Proprio sullo scandaglio del rapporto colori-musica verte la mostra di Lucca Ritmi visivi. Veronesi
nell'astrattismo europeo, curata da Bolpagni, Di Brino e Savettieri. Dipinti, collages, disegni e grafiche, oltre a
45 lavori di «visualizzazioni cromatiche della musica»: Bach (Arte della fuga), Webern (Variazioni), Satie
(Seconda sarabanda) e Skrjabin (Vers la flamme). Un'occasione persa, tre anni fa, da Milano — ricorda
Caramel in catalogo — per il centenario della nascita dell'artista.

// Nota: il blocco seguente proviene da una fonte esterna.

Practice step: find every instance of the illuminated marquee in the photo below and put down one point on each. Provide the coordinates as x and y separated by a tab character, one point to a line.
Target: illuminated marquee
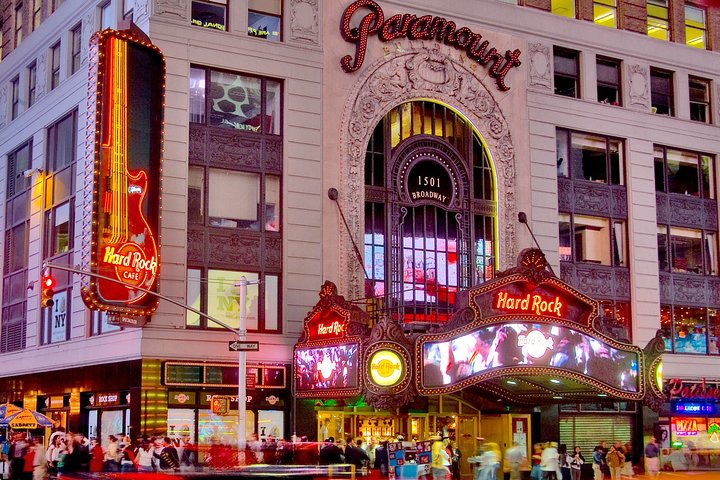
129	95
421	28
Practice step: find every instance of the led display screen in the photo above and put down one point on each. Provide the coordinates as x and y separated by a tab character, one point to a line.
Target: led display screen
448	362
332	367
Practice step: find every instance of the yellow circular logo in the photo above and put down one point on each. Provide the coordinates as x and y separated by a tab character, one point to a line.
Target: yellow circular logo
387	368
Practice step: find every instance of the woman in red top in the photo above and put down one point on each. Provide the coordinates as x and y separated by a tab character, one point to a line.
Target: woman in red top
96	456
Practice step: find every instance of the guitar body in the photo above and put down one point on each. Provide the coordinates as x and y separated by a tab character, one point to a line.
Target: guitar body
133	259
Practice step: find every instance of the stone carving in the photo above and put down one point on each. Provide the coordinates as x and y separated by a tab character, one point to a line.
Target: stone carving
178	8
540	70
639	86
304	21
402	76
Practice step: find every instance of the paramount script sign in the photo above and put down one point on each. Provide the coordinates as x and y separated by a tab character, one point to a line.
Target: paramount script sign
421	28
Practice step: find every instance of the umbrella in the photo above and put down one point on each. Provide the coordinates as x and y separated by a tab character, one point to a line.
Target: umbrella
27	420
8	409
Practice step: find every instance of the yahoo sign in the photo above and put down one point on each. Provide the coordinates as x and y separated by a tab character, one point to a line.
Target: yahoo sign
421	28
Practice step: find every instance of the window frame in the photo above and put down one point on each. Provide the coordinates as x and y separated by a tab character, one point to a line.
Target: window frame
617	86
656	75
570	55
55	62
705	104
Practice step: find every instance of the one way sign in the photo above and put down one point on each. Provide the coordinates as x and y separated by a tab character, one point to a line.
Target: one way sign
238	346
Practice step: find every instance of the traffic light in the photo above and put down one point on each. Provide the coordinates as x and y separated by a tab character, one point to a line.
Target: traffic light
47	285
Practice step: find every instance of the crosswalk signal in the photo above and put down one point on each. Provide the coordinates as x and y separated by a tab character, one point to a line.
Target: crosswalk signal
47	292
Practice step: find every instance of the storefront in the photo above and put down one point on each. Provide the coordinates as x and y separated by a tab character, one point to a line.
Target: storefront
515	345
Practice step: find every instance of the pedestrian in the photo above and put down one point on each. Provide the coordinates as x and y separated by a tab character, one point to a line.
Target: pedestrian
576	463
549	462
615	460
651	457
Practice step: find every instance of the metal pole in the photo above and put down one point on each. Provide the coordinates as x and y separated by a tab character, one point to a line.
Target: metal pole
242	373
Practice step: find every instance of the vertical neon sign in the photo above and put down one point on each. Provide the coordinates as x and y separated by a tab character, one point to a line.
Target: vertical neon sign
127	170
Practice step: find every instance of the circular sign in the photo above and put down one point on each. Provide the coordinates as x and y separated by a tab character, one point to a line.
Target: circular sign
387	368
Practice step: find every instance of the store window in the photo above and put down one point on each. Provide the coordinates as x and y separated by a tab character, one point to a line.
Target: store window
265	19
608	78
18	24
236	101
564	8
684	172
32	84
214	292
605	13
567	76
695	27
14	98
585	156
426	237
661	92
13	321
684	250
54	66
36	14
657	19
699	99
690	329
76	48
210	14
593	240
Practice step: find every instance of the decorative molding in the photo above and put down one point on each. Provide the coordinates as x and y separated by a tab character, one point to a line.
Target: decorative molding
399	77
178	8
540	70
639	85
304	21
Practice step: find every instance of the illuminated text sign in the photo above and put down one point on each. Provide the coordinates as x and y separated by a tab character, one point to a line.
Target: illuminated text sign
529	304
421	28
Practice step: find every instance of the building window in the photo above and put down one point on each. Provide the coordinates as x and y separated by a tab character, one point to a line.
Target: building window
210	14
605	13
684	172
264	19
699	99
608	78
567	80
32	84
240	102
685	250
99	323
36	14
661	91
107	15
15	279
592	240
59	231
657	18
76	46
14	98
690	329
585	156
18	25
564	8
695	27
215	292
54	66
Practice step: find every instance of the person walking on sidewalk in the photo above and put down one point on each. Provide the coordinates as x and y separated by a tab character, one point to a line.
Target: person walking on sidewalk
652	459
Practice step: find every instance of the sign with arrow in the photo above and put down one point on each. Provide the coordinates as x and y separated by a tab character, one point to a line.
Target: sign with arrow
238	346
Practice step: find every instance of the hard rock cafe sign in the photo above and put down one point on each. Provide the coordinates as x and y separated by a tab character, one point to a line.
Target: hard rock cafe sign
129	94
425	27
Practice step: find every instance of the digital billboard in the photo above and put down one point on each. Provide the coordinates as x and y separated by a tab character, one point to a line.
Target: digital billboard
448	362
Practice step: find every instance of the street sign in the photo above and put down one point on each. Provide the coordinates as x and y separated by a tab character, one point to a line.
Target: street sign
238	346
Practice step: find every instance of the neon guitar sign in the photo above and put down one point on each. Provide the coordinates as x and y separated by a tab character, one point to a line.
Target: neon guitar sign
127	168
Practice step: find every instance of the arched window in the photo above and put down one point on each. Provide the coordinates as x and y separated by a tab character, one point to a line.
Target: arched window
430	211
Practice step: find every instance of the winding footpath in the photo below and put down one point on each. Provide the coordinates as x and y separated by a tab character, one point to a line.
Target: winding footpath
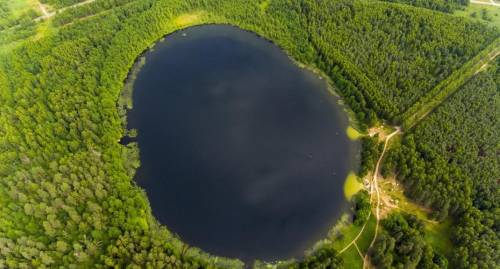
374	185
373	189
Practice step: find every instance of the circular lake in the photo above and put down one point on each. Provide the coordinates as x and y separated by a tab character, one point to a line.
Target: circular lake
243	153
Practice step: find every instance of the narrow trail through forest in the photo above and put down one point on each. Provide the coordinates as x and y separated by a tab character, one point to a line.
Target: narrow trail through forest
375	183
450	85
373	189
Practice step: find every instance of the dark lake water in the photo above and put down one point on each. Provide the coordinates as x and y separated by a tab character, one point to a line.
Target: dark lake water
243	153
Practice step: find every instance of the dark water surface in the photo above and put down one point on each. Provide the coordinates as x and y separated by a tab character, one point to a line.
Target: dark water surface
243	153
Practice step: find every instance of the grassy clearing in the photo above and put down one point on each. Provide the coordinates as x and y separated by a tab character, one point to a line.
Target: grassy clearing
353	134
264	5
188	19
437	233
352	185
482	13
345	233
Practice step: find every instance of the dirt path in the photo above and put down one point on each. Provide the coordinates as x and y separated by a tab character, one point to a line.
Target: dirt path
375	183
47	15
373	189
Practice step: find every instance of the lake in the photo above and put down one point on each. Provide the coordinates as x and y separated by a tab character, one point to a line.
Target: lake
243	153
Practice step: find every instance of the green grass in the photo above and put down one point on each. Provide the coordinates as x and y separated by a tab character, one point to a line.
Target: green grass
353	134
352	185
264	5
347	233
492	13
352	259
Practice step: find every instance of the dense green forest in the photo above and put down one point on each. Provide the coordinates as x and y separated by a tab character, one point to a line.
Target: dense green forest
61	3
440	5
66	185
402	245
450	163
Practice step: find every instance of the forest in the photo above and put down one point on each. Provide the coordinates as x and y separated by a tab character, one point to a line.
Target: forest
450	162
67	193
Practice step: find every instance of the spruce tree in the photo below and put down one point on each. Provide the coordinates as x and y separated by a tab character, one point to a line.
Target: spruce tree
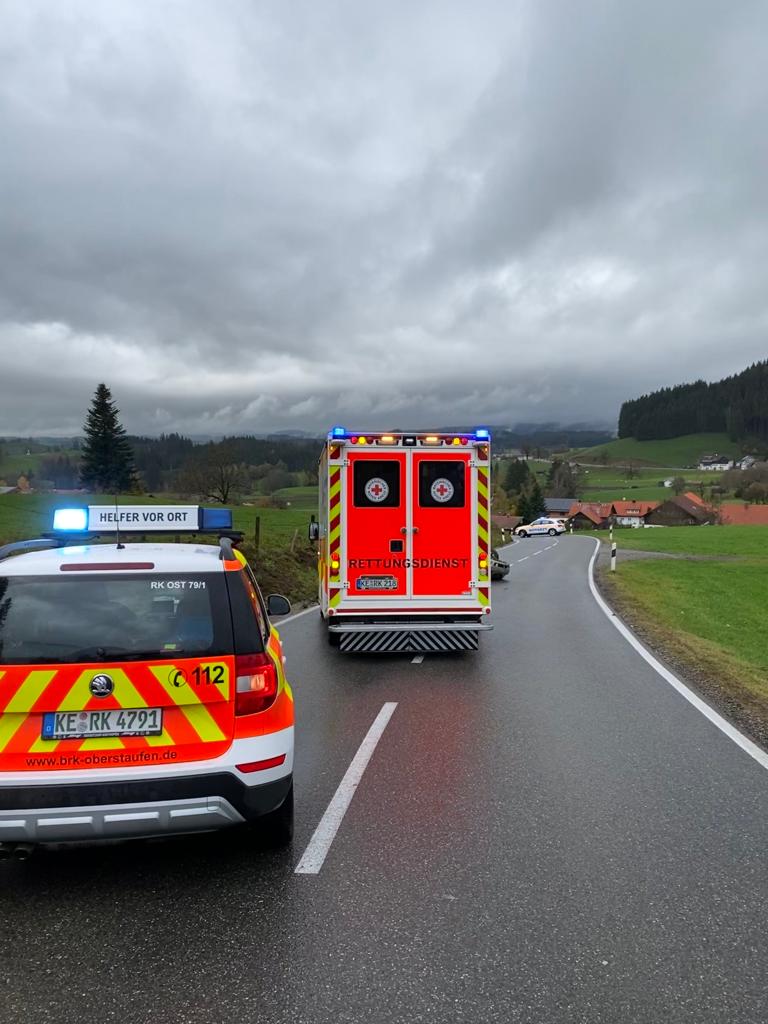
530	503
107	457
536	501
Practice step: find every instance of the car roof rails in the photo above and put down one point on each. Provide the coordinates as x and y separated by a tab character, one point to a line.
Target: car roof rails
38	544
227	543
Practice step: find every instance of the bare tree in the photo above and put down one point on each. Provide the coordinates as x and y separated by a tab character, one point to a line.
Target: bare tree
214	475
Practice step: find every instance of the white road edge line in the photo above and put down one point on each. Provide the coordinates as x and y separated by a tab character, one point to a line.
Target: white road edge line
315	853
717	720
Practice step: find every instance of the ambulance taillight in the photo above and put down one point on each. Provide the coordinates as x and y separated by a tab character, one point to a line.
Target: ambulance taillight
256	685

Lucca espone anche alcune opere di Kandinsky, Klee, Moholy-Nagy, Vantongerloo, Albers, Léger, Lissitsky:
punti di riferimento di Veronesi, anche se con differenze che coinvolgevano musicisti come Schönberg e
Skrjabin. Lo stesso Kandinsky non superò mai una certa idea di arbitrarietà nella correlazione suono-colore
quando, nel 1912, pubblicò Il suono giallo. Pensavano che fosse una questione di intuito e di emozioni?
Veronesi, invece, cercava le basi scientifiche.

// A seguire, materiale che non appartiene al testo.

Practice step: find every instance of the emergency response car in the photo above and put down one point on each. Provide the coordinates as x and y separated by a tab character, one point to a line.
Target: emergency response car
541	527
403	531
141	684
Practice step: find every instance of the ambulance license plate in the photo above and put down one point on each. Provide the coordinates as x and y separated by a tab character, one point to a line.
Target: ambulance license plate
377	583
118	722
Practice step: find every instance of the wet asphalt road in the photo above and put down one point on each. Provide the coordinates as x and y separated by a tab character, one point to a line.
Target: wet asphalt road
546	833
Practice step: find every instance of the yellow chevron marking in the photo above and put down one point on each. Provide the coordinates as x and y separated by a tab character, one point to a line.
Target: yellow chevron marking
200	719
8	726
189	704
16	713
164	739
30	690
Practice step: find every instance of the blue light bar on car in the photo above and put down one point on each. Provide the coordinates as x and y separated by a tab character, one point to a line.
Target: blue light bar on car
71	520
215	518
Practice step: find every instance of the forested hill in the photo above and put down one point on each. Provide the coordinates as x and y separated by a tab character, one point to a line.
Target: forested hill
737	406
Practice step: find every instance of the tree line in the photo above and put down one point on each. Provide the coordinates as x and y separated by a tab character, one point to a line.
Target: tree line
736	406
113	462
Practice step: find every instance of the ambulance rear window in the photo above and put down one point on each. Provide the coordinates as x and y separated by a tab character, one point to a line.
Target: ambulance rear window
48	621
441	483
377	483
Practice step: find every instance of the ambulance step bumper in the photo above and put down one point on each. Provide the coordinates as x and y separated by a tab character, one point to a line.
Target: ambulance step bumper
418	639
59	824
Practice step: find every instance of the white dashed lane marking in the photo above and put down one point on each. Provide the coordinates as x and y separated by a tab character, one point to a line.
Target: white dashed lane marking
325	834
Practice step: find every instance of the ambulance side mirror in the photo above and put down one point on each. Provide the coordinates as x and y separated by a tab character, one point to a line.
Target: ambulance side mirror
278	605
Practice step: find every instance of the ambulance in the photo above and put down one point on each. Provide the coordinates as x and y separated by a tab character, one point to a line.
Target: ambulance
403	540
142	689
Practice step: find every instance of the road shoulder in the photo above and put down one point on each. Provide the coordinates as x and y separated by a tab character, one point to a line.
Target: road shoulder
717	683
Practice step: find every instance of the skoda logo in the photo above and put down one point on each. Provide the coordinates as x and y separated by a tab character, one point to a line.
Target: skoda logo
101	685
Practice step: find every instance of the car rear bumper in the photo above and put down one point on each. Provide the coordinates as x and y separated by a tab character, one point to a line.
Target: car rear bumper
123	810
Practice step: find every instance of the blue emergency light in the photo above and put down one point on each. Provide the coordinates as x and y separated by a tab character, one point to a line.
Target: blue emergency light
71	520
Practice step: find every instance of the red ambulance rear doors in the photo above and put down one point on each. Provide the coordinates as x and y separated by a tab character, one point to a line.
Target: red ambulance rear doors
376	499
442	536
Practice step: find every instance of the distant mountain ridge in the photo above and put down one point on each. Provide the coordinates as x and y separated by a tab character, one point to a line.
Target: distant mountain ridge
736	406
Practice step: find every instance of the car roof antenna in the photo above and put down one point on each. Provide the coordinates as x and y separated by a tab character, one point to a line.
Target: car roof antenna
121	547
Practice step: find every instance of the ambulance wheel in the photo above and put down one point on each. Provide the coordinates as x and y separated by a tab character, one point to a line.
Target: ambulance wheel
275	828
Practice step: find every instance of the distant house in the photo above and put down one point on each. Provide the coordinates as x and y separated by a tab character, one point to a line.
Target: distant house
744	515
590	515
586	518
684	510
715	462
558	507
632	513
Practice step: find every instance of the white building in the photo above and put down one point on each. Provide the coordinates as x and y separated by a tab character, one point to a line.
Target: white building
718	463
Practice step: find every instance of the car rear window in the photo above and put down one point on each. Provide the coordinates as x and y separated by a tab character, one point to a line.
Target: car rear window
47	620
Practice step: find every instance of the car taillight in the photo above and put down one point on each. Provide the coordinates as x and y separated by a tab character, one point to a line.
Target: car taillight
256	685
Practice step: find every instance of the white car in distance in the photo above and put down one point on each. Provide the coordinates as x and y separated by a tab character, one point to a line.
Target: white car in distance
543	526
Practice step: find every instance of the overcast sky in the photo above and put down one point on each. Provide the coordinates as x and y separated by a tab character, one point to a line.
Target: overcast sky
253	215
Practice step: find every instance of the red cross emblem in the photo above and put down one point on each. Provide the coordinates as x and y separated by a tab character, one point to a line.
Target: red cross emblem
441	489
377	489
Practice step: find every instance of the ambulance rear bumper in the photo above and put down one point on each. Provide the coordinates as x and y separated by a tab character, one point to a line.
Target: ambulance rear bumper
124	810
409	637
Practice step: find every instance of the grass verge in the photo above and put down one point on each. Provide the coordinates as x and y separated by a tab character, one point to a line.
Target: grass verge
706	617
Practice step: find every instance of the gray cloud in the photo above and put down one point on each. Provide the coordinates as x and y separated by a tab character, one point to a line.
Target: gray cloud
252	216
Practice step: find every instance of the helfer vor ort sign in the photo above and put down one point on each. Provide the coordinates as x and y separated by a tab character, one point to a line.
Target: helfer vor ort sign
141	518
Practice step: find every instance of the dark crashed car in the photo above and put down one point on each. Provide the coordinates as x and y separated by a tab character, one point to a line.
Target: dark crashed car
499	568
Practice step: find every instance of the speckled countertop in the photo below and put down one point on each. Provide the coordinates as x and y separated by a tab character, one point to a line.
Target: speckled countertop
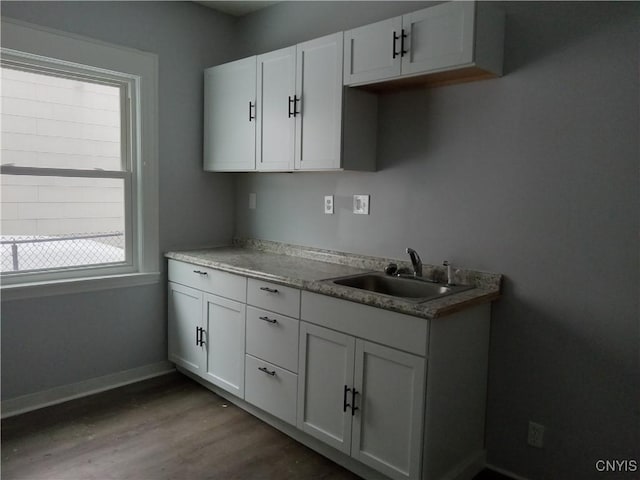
312	270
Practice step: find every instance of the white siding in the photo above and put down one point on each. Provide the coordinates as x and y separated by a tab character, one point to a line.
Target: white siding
59	123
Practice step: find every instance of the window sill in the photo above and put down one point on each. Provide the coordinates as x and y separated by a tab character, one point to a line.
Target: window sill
77	285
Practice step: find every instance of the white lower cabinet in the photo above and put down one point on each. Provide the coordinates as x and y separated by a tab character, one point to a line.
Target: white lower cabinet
224	336
206	332
364	399
351	376
271	363
185	323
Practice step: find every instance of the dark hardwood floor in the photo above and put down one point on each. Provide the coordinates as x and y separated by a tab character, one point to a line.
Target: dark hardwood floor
164	428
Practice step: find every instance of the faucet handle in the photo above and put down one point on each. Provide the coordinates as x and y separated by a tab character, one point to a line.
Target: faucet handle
416	262
391	269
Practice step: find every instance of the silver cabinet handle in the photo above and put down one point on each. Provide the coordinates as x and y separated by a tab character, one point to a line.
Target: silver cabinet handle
266	370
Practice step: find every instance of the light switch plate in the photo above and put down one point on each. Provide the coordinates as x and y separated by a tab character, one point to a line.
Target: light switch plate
361	204
328	204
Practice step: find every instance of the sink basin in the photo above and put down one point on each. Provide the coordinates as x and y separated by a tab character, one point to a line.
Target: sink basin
411	289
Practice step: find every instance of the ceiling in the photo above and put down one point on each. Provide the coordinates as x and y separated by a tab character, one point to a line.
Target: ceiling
237	8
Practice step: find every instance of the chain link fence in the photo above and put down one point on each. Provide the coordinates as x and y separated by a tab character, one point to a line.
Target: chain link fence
22	253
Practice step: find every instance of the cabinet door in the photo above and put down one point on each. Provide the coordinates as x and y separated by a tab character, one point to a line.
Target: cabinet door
225	327
319	88
387	427
185	314
326	369
369	51
229	116
275	121
438	37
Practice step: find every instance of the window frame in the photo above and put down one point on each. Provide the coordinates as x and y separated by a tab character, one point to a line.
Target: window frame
33	48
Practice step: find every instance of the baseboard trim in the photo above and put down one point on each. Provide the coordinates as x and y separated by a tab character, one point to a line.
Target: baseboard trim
506	473
34	401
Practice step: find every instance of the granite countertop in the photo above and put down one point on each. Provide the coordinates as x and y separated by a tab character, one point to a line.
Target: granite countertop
312	270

Presentati anche sette film (1940-1985) che l'artista milanese riteneva «pittura in movimento»: quello del 1940
venne proiettato allora nella Galleria del Milione del capoluogo lombardo. Un film dipinto a mano che
entusiasmò Leonardo Sinisgalli.
«Per un anno di seguito, un'ora al giorno — scrisse su Primato l'ingegnere-poeta — Veronesi ha segnato sulla
pellicola i suoi punti, i suoi cerchi, le sue linee, senza impazzire. Il film può far pensare al lavoro di un carcerato
ingegnoso, alle tavole di geometria (...), ma può far venire in mente anche la musica».
Veronesi comincia come figurativo (punti di riferimento: Carrà e Modigliani). E tale rimane sino ai 22 anni. Poi,
nel '30, dopo avere visto Kandinsky e Klee alla Biennale di Venezia, si dà all'astrattismo. L'esperienza parigina
— maturata nell'arco di un decennio, anche se brevi periodi alternati — gli fa inventare il fotogramma («Non è
una vera fotografia, ma la registrazione della forma, della trasparenza e delle ombre di un oggetto»), che riversa
nella pittura. Verso il 1950 comincia la sua ricerca cromatica e sonora, ma non riesce ad andare avanti.
Nel '60, mentre insegna all'università di Venezia, comincia a usare un particolare spettrometro che misurava
esattamente la lunghezza d'onda di un colore: il re era un blu di una certa onda; il do, viola; ilmi, verde; il fa,
giallo; il sol, arancione; il la, rosso; il si, rosso intenso. Veronesi si accorge che la stessa operazione poteva
avvenire col suono. E i suoi colori invasero la tastiera di un pianoforte.